Scott Brown cannot see any signs of decline in the graceful aplomb of Andrea Pirlo, but he is not daunted by his opponent's enduring acclaim.

That kind of mindset has never been able to impose itself on such a rugged and spirited competitor as the Celtic midfielder, and he can also be encouraged by his own development. The two players have faced each other before, and while the Italian is celebrated for marshalling the same gifts so expertly, it is the changes to Brown's game that are significant.

Invited to describe his younger self, Brown smiled knowingly and said: "Do I have to?" There has never been a moment of respite during his time at Celtic, and it must have felt at times as though every fault was pored over.

Loading article content

The player who signed from Hibernian in 2007 was impetuous and often reckless, but there was enough trust in his ability for Gordon Strachan, the Celtic manager at the time, to play him against AC Milan in a Champions League group game early in his first season, when Brown faced Pirlo.

They have also encountered each other on the international stage. Brown ought to be well versed in every skill of which Pirlo is capable, but there is no obligation to be lost in admiration. Brown has endured long periods of injury and doubt during his time at Celtic, so there is a certain measure of personal triumph in the fact that he will lead the side against Juventus, having recently captained Scotland under Strachan. The shrewdness, and the less frantic nature, have been hard earned.

"Since [2007], I have matured," Brown said. "I'm not getting as many bookings and I've learned everything about how to play in midfield. Back then I was young, keen, I ran about and was willing to chase everybody down, but afterwards you notice that you do leave holes. If I was playing central midfield, it was easy enough for their midfielders to create a little chance or find an area at the edge of the box if I pressed too high up the park just on my own. That's what [teams such as] Juventus and Barcelona want, to see you take a step out of your position so that the midfielder or the striker can find space.

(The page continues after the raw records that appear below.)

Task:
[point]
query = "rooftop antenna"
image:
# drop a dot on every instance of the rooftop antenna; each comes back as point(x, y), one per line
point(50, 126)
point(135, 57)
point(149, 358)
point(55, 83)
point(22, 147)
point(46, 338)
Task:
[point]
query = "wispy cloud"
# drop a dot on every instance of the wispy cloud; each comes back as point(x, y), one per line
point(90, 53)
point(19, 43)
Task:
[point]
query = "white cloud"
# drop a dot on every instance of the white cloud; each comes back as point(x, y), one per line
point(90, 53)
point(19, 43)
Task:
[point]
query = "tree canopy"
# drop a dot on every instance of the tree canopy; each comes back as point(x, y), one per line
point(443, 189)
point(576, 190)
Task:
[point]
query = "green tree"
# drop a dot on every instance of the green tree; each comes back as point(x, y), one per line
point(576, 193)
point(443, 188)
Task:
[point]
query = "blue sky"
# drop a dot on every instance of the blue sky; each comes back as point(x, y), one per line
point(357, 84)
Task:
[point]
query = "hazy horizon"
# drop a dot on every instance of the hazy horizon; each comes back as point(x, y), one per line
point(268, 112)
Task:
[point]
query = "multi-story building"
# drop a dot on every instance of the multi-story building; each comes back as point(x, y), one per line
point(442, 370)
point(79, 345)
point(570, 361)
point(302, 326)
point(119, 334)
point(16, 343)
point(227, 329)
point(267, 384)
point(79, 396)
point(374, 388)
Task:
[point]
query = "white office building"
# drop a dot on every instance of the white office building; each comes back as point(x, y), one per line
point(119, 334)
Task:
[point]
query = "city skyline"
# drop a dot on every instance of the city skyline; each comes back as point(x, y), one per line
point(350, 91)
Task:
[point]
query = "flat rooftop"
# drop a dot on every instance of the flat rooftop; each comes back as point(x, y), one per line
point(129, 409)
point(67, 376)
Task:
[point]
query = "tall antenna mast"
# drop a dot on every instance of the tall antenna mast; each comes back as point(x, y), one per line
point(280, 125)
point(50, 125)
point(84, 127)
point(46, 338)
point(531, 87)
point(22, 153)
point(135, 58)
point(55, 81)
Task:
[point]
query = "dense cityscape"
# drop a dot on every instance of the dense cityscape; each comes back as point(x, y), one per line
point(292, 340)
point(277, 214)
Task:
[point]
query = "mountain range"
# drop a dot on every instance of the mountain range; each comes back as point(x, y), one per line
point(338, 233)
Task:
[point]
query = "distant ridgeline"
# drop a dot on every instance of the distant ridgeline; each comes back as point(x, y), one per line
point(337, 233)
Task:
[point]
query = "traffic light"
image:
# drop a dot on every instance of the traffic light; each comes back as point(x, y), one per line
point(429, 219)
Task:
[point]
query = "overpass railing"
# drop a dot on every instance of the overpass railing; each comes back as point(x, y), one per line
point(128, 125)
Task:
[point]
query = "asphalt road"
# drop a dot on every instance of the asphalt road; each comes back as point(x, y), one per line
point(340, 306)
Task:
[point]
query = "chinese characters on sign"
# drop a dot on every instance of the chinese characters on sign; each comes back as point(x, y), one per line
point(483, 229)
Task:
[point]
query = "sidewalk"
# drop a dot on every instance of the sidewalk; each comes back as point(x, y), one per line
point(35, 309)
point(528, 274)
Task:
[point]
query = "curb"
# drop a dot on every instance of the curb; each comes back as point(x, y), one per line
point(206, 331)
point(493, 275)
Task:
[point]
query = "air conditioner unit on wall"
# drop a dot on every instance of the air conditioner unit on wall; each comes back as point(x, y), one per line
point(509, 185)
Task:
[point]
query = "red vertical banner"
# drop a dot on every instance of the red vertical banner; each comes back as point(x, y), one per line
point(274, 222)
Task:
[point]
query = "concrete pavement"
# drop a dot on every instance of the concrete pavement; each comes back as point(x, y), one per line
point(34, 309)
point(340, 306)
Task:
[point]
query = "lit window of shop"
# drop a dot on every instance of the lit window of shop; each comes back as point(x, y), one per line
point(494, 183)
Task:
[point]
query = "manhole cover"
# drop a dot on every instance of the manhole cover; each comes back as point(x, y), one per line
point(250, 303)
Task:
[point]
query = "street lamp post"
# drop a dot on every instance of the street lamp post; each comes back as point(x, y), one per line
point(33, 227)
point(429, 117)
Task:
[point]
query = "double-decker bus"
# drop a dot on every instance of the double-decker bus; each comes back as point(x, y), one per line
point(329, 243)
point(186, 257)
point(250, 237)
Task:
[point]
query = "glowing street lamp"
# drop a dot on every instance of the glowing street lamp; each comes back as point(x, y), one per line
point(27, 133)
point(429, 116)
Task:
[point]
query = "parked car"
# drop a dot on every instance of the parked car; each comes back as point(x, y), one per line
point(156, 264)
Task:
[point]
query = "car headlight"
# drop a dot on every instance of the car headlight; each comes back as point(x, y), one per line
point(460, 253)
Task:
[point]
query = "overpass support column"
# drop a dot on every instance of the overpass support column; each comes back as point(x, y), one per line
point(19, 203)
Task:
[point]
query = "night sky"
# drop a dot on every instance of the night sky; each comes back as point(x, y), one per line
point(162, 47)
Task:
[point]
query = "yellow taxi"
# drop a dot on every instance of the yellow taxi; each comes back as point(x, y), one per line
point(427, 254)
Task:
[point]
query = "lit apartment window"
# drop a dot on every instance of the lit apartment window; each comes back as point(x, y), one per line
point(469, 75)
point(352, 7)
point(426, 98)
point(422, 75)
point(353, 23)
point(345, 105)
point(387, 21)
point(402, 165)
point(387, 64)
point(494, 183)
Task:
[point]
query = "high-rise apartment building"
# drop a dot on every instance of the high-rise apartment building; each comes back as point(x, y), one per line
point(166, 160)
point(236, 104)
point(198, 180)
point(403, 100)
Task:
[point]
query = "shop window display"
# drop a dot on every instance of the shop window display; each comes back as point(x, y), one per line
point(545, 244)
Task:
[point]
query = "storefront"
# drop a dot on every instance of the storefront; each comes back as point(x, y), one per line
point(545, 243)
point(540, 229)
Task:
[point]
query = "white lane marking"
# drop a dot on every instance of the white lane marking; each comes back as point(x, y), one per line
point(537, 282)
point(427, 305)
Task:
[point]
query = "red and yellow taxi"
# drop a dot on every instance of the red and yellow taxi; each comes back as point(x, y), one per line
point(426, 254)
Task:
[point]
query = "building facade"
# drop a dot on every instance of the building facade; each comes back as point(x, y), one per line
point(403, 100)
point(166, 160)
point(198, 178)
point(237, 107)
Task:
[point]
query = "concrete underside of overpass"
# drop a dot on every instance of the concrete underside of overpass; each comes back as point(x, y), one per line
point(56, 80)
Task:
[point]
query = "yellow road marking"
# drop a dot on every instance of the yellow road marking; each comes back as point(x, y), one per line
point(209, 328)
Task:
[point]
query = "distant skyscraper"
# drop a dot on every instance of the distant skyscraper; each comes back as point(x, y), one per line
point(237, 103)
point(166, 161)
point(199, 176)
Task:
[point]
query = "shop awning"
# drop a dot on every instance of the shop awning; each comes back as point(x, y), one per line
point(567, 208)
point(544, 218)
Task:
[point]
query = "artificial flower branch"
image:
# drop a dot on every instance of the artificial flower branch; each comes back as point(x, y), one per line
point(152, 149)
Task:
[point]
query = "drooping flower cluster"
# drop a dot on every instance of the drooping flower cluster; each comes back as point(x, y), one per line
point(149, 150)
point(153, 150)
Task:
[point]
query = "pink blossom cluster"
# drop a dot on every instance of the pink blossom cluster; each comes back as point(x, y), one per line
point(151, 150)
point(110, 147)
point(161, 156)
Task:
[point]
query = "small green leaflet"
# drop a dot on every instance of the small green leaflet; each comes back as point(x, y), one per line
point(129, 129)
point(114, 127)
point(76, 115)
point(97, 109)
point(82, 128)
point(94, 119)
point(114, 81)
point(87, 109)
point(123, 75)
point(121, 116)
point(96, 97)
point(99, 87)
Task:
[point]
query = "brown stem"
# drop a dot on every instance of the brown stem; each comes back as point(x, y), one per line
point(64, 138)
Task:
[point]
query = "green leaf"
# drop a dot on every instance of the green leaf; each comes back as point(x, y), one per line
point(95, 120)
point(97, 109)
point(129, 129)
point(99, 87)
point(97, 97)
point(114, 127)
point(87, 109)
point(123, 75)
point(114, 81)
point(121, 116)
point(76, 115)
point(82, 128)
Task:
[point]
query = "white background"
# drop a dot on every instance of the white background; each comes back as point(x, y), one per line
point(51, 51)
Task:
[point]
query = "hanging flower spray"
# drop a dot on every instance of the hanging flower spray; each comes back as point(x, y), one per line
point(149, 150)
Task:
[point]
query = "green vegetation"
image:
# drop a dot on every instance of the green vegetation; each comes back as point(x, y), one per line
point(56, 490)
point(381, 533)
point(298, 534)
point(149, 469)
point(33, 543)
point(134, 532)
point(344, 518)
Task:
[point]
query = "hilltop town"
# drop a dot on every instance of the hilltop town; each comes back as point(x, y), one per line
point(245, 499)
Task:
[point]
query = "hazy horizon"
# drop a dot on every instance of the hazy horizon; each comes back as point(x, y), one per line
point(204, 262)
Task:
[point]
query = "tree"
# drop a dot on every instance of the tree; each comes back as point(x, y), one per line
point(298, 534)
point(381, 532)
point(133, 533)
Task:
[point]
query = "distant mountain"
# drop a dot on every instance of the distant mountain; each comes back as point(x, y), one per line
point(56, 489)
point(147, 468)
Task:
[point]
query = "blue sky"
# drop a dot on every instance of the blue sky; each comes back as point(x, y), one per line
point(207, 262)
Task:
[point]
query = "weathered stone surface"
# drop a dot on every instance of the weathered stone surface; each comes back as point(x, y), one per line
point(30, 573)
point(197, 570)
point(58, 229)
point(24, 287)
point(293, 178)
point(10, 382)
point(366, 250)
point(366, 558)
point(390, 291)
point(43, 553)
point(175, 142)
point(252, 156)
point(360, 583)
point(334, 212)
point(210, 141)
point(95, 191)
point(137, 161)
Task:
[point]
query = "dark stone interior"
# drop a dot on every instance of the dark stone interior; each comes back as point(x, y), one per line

"When I was younger, I had a lot of carry-on in my head. It's still good to have some banter with the lads, but I know when it stops. Once you cross the line, everything becomes serious. I've had hard times and good times, everybody gets that at the club. I look back at the tough times and I love to prove doubters wrong. I thrive off people giving me abuse and saying I'm not good enough, it builds me up to be a bigger person."

Neil Lennon, the Celtic manager, talked of the potential for a "war of attrition" in midfield. The prospect would appeal to him since he was a ferocious competitor himself in that area of the field, but he can still appreciate it as a manager. If the centre of the pitch is lost to the hurly-burly of harassment and tough tackling, Pirlo will have less room in which to control the tempo of the game.

Few midfielders so effortlessly find space in which to compose their work, and even when Pirlo is man-marked, the central defenders, Leonardo Bonucci and Andrea Barzagli, are capable of carrying the ball forward from the back three and initiating attacks with their own impressive range of passing. Even so, paying specific attention to Pirlo is a basic requirement of facing Juventus.

"He's technically very gifted and one of the best," Brown said of the Italian. "We've watched a lot of DVDs recently and he is the one who seems to make them tick, he gets on the ball, he passes it long and short, and he's still got the ability to beat a man. His free-kicks and shooting are just as good.

"If we can put a guy on him to stop him playing that will help us a lot. Over in Italy it's a bit slower than it is in Scotland, we seem to press higher up the park and close everyone down; it's pretty much a free for all everywhere. They're more technical, they try to get the ball down and play football, so it will be a good game for us."

Having defeated Barcelona at Celtic Park this season, the home side have the right to be convinced about their ability to cope with any opponent. "Hopefully now," Brown said, "teams don't just think that we're here for the beating."